* Densité de l'air réduite : C'est la raison principale. Les moteurs dépendent d’un mélange d’air et de carburant pour brûler. Un air plus mince à des altitudes plus élevées signifie que moins d’oxygène est disponible par unité de volume. Cela conduit à un processus de combustion plus faible, ce qui entraîne moins de puissance. L'ordinateur du moteur peut tenter de compenser en augmentant l'injection de carburant, mais la puissance globale reste réduite.
* Pression d'air inférieure : Une pression atmosphérique plus basse à des altitudes plus élevées réduit encore davantage la densité de l’air entrant dans le moteur, aggravant ainsi le problème de manque d’oxygène.
* Défis du système de refroidissement : Bien que l'air plus fin puisse *légèrement* améliorer le refroidissement du moteur au départ, la réduction de la puissance de sortie entraîne souvent une augmentation de la sollicitation du moteur. Le moteur travaille plus fort pour atteindre le même niveau de puissance, générant plus de chaleur, ce qui peut potentiellement entraîner une surchauffe si le système de refroidissement n'est pas suffisant pour répondre à la demande accrue.

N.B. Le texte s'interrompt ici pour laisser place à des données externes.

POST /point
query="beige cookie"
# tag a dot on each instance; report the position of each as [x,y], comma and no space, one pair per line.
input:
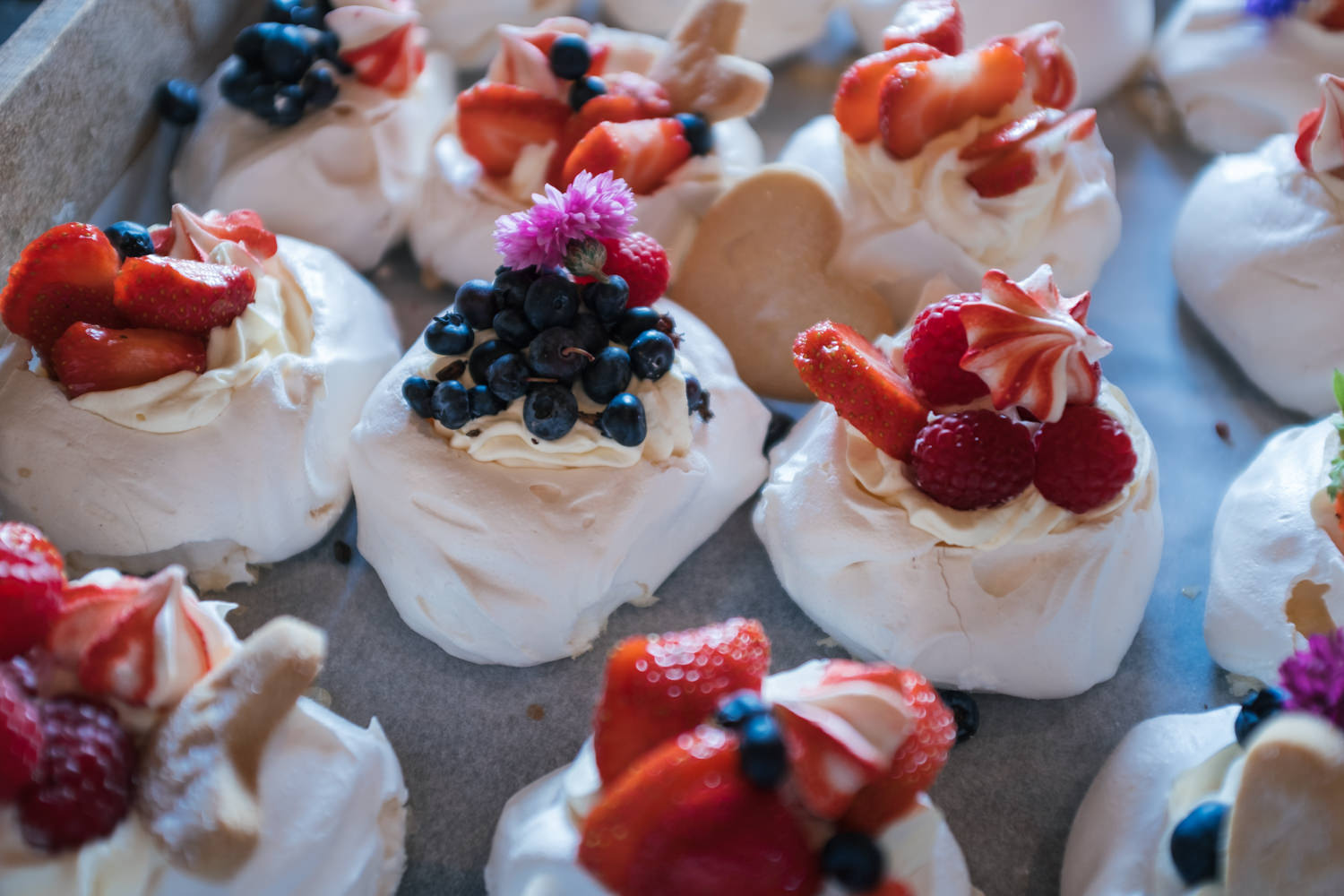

* Charge accrue : La conduite en montée impose une charge supplémentaire importante sur le moteur, exigeant plus de puissance. À cela s’ajoute la réduction de la puissance de sortie due à la rareté de l’air, ce qui rend la montée du moteur encore plus difficile.
* Volatilité du carburant : À des pressions plus basses, certains carburants peuvent se vaporiser plus facilement, ce qui a un impact sur l'efficacité du système d'alimentation en carburant.
En résumé, la combinaison d’une réduction de l’oxygène, d’une pression plus faible, d’une charge moteur accrue et de problèmes de refroidissement potentiels contribuent toutes à ce que le moteur d’une voiture fonctionne moins bien dans les zones montagneuses.